3. Training - In order to become a CNM, you first have to become a nurse. This is beneficial because if I ever decide to leave the field of Midwifery altogether, I am still licensed to work as a nurse and can branch out into other specialties. After nursing school, I attended a graduate nursing program to become a Nurse Midwife; you can hear more about my journey here. CPM's complete required courses and then a 2 year apprenticeship program where they train under an established CPM. Both CNM's and CPM's are required to obtain a certain number of clinical hours, attend a certain number of deliveries, and become certified in their respective field.

Although CNM's and CPM's have a few differences in how they learn and practice, both type of Midwives are focused on delivering compassionate and evidence-based care to women. Both are highly trained professionals that go through rigorous training and are able to provide safe and competent care. Like I said, I was already in nursing school when I decided to become a Midwife, so it made sense to continue as a Nurse Midwife. However, I do love the flexibility that being a nurse provides, as well as the greater scope of practice and ability to work in more diverse settings.

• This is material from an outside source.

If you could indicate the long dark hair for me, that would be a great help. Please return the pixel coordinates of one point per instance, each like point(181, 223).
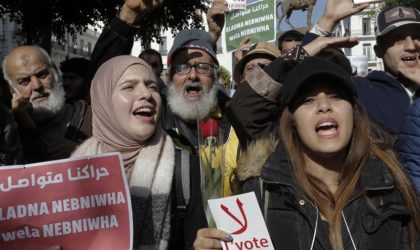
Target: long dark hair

While deciding, consider long-term goals and which route may serve you better if you ever experience burnout. Unfortunately, that is a very real reality in this field.

Other alternatives to consider are becoming a Certified Midwife (yes there's a third type of Midwife), Women's Health Nurse Practitioner, L&D nurse, or OBGYN. There is no one path to serve women, but only you can decide what career path will best fit into your lifestyle and help you achieve your individual goals.